La monnaie n’est donc pas neutre – comme la langue, pourrait-on ajouter –, il faut ainsi une institution pour la diriger. La possibilité d’une monnaie neutre nécessitait une dualité entre sa réalité première et son usage. Ce que dit Marcil, en somme, c’est que cette dualité ne peut tenir qu’aux conditions d’un fantasme, une fabulation, celle d’une division artificielle entre sa forme idéale et sa représentation. La « réalité » est qu’il n’y a pas de réalité neutre derrière l’usage (de la monnaie ou de la langue). Comme la formule bien connue l’indique, le verre ne peut être qu’à moitié vide ou qu’à moitié plein (ce qui est, pour l’œil, la même chose). La réalité derrière, si elle est neutre, est simplement indicible : la qualifier, c’est déjà y ajouter une interprétation.

 

L’honnêteté de Sganarelle

En conclusion de son livre, Marcil cite, pour illustrer le langage des économistes, un long passage jargonneux de la pièce Le Médecin malgré lui de Molière : « Cabricias, arci thuram, catalamus, singulariter nominativo, haec musa, la muse, bonus, bona, bonum. Deus sanctus, est-ne oration latinas? » Dans cette pièce, commente Marcil, un

bûcheron ivrogne […] se transforme en médecin en revêtant les habits de la profession et en baragouinant un latin de cuisine qui n’a ni queue ni tête, imitant en cela maladroitement les habitudes de la profession [de médecin] de son époque qui cachait sa science, ou son ignorance, derrière un langage abscons, pas maîtrisé par le bon peuple (Marcil, p. 151).

Marcil compare le personnage de Sganarelle qui se fait médecin en feignant un langage incompréhensible aux économistes d’aujourd’hui qui « manipulent avec aisance un vocabulaire volontairement obscur afin de préserver leur pouvoir savant, leur situation sociale et leur chasse gardée médiatique » (ibid.). De deux choses l’une : ou bien Marcil nous dit que Sganarelle est un escroc qui tente d’imiter les médecins avec son faux latin (les économistes alors imitent d’autres économistes); ou bien Marcil nous dit que c’est tout le discours médical (et dans son analogie, le discours économique) qui est une escroquerie.
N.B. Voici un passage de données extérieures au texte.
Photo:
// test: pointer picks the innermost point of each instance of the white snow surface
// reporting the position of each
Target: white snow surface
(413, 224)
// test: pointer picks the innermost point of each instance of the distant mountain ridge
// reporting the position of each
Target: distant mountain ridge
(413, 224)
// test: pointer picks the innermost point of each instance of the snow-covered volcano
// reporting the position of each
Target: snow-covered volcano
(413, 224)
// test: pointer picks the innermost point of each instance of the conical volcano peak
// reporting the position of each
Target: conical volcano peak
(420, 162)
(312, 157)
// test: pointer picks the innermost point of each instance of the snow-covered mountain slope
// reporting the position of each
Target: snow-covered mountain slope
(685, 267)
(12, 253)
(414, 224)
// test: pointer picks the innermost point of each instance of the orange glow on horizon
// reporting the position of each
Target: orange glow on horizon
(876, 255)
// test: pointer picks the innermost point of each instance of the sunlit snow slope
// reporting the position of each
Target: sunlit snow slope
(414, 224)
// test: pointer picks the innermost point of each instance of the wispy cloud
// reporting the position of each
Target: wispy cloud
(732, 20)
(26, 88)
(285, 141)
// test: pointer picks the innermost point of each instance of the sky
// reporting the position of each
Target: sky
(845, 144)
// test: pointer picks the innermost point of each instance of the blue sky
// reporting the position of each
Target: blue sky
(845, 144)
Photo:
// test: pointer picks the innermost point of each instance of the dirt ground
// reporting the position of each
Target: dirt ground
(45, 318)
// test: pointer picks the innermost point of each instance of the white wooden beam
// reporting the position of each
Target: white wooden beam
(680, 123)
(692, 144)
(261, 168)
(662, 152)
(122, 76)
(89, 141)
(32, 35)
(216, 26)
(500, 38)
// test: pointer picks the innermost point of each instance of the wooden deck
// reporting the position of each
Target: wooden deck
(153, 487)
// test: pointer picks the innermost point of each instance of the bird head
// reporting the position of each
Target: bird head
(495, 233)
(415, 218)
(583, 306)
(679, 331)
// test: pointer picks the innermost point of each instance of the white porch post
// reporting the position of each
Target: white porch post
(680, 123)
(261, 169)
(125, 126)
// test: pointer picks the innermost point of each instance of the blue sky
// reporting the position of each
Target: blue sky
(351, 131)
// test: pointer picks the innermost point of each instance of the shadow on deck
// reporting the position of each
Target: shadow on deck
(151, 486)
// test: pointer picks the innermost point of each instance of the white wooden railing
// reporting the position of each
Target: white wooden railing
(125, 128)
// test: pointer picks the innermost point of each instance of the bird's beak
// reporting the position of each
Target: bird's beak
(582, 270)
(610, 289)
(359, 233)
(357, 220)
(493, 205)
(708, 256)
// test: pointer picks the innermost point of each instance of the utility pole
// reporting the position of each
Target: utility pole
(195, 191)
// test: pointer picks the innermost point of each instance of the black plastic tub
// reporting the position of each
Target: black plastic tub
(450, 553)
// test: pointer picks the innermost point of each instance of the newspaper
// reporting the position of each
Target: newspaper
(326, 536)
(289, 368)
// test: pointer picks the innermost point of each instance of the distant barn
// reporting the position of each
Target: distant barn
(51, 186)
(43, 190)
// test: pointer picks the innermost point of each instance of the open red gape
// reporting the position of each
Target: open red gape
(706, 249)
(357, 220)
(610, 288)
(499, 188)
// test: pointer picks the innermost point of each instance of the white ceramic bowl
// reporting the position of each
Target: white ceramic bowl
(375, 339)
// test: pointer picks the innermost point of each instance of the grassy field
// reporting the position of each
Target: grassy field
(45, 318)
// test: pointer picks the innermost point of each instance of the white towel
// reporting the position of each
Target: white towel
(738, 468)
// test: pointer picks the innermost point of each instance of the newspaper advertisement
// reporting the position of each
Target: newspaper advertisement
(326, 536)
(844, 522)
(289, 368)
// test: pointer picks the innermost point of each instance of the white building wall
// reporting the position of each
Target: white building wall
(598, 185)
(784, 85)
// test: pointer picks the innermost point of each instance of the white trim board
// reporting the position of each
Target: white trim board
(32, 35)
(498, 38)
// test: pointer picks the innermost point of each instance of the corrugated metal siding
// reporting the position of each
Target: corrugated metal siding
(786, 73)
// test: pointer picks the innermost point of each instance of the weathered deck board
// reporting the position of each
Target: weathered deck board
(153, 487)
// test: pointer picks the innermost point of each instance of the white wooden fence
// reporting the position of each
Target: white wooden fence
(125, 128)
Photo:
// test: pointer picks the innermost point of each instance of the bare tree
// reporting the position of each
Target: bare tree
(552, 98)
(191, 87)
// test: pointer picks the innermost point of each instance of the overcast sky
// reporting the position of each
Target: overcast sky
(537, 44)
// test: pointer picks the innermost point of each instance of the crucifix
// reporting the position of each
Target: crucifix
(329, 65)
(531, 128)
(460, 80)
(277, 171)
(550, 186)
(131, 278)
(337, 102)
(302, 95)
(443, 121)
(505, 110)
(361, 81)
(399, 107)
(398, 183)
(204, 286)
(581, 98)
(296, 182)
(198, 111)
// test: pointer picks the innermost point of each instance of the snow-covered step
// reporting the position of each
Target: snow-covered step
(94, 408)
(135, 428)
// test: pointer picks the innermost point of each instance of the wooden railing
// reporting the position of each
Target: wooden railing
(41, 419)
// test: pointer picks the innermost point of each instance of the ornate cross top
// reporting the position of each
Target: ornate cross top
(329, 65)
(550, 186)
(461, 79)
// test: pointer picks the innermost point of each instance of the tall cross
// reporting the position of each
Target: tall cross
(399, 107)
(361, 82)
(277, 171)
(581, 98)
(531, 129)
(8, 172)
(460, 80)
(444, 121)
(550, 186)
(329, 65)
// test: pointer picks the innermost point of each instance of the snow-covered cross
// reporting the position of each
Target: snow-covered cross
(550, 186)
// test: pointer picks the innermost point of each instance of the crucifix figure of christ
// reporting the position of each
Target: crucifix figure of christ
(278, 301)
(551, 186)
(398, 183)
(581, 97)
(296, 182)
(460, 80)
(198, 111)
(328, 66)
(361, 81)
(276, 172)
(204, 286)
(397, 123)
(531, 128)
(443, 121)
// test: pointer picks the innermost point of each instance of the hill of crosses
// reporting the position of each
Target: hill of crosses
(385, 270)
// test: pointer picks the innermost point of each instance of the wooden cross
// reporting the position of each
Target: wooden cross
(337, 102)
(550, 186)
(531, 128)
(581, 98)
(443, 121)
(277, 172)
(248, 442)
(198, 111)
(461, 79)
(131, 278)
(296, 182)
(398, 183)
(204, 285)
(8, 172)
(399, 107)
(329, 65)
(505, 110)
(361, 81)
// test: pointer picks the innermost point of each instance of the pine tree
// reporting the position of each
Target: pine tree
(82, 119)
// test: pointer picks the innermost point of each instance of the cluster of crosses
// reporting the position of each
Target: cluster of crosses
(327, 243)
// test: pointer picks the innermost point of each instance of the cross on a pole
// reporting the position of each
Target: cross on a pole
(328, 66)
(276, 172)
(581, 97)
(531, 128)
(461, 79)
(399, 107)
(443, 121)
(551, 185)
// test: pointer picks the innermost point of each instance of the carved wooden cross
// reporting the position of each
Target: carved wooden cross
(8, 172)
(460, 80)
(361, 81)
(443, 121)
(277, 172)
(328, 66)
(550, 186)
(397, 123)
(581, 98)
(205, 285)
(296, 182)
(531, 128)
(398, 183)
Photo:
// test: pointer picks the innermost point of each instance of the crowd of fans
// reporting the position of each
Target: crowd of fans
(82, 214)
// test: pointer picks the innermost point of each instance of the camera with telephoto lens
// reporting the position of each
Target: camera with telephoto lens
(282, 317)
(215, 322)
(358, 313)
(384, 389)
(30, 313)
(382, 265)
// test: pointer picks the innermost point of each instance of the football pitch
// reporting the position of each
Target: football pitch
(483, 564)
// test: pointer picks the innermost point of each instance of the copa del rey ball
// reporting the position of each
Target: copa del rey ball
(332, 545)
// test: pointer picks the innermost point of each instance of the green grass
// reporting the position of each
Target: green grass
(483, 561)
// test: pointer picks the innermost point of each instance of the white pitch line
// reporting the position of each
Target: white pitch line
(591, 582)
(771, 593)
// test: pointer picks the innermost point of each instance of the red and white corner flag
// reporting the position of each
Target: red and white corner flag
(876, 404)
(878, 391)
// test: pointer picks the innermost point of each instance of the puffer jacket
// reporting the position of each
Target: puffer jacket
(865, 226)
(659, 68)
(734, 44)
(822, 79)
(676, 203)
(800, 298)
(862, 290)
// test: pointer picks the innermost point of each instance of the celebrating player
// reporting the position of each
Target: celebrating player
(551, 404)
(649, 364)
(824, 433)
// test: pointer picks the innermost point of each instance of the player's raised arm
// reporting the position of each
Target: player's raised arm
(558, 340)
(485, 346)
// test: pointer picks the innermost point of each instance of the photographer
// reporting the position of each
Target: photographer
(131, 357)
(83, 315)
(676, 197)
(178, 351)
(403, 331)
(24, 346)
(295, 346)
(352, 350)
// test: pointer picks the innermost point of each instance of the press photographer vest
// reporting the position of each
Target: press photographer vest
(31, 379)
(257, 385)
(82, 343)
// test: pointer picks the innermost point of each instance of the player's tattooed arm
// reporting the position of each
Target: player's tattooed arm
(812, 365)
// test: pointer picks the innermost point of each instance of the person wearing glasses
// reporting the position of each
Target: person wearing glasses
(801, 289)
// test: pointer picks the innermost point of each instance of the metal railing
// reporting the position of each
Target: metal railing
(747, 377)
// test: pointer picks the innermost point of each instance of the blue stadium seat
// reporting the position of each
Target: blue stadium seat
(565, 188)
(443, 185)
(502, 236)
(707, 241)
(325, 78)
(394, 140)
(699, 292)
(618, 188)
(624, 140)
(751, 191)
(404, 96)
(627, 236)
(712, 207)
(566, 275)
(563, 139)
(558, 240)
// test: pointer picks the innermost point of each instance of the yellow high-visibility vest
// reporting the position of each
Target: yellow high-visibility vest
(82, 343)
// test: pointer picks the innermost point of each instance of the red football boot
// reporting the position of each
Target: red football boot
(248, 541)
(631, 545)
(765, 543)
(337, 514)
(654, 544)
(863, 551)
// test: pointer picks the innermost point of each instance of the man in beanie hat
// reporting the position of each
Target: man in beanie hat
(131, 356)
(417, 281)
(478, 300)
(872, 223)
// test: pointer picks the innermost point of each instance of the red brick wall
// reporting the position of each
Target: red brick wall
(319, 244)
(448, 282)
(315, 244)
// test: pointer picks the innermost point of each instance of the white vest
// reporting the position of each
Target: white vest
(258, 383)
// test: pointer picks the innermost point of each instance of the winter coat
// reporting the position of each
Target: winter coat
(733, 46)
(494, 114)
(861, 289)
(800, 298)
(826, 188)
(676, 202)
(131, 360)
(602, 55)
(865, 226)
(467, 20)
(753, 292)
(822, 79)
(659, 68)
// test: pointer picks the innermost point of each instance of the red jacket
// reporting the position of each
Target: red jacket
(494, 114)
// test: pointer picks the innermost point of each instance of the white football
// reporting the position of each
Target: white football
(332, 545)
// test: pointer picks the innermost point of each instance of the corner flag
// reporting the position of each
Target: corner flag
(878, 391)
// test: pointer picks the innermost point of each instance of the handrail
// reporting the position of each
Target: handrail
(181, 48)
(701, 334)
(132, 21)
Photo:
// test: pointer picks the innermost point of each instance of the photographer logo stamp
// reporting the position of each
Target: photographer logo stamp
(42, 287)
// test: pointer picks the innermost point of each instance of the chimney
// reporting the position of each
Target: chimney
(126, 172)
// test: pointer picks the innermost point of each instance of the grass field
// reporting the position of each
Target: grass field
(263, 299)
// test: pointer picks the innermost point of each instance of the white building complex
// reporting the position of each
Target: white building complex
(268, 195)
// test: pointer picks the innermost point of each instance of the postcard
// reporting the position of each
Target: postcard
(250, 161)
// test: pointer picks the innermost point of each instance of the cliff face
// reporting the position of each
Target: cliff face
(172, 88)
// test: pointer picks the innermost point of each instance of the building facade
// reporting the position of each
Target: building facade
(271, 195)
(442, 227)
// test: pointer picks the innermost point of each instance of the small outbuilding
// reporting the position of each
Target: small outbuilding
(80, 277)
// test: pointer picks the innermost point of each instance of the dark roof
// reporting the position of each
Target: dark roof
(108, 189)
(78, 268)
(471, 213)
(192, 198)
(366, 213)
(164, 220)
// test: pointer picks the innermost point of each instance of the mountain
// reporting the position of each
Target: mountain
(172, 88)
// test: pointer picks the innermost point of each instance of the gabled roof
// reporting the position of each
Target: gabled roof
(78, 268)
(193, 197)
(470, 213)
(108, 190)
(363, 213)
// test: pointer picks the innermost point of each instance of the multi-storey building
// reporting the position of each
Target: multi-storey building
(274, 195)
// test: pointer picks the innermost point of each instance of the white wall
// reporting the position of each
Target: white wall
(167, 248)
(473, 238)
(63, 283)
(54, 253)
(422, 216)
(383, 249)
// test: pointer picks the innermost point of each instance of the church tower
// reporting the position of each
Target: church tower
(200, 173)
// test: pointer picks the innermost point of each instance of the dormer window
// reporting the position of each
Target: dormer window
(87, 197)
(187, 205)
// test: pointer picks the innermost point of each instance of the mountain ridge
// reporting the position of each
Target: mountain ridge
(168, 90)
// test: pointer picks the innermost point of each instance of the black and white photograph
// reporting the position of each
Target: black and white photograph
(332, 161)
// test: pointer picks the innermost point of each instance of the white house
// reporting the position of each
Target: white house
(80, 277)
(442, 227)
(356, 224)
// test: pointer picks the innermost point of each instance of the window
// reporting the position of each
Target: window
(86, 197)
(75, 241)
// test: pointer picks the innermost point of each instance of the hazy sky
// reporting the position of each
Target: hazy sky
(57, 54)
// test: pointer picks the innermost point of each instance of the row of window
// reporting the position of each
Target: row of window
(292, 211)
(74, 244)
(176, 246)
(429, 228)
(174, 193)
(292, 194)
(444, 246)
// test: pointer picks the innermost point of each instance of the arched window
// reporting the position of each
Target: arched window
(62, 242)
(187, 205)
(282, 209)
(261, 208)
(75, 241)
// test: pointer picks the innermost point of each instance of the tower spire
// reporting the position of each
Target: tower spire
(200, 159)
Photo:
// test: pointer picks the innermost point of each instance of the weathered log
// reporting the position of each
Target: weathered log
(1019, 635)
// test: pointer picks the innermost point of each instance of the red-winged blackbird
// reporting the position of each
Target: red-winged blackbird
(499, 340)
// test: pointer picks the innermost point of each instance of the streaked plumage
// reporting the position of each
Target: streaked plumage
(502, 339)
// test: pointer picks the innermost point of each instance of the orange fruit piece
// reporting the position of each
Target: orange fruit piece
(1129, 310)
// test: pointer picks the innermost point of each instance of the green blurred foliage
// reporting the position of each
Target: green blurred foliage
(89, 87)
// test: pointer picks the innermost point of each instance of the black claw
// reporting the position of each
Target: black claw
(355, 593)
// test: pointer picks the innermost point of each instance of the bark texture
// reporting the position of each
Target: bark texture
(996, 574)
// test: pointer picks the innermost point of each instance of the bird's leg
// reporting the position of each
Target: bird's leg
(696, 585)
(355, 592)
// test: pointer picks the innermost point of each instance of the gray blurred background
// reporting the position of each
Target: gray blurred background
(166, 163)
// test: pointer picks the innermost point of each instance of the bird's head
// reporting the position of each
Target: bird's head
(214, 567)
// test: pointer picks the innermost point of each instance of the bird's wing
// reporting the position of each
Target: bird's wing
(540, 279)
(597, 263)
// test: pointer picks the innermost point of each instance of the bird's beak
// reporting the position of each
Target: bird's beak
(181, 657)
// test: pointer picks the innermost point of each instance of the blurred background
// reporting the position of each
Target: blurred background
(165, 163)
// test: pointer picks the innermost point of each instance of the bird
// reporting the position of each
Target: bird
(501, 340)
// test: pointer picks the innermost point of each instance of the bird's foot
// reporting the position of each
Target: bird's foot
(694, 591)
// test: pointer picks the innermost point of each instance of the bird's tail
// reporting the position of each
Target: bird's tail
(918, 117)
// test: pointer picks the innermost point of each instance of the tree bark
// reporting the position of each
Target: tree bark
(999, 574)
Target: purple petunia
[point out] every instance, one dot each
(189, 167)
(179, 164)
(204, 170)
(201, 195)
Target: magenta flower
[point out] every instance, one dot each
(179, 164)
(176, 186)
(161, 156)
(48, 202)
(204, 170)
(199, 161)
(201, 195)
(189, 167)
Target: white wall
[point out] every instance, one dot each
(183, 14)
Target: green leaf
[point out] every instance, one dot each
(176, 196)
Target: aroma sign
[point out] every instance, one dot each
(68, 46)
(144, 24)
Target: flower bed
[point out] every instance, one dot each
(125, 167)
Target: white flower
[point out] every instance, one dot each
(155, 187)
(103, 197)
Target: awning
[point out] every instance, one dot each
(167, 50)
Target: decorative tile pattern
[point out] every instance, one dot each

Dans ce dernier cas, Sganarelle n’imite pas, il est médecin au moment même où il commence à ne plus être compréhensible – en cela, il devient étrangement honnête, il révèle par sa performance la fausseté de la médecine. La critique de Molière ici devient une condamnation de la pratique médicale de son époque. Bien parler latin ne change rien à l’affaire, c’est parler latin qui est le problème. L’économiste Bernard Maris faisait le même constat avec le discours des sciences économiques : les économistes qui ne peuvent pas à ancrer leurs théories dans l’empirique sont contraints, pour s’autolégitimer comme savants, à

contrui[re] un champ autonome, doté d’un discours particulier, qu’ils séparent de la vie sociale pour lui conférer la neutralité scientifique. D’emblée ils se posent comme des savants et choisissent un langage technique qui les sépare du commun. Ils relèvent donc de « l’élite », conseillère du Prince (Maris 2002, p. 115).

Qu’on soit d’accord ou pas avec le constat, au final, on retrouve le même problème posé depuis le début : ou bien la métaphore (ou la rhétorique) est un simulacre à dénoncer, ou bien une donnée fondamentale du langage qu’il faut apprendre à maîtriser.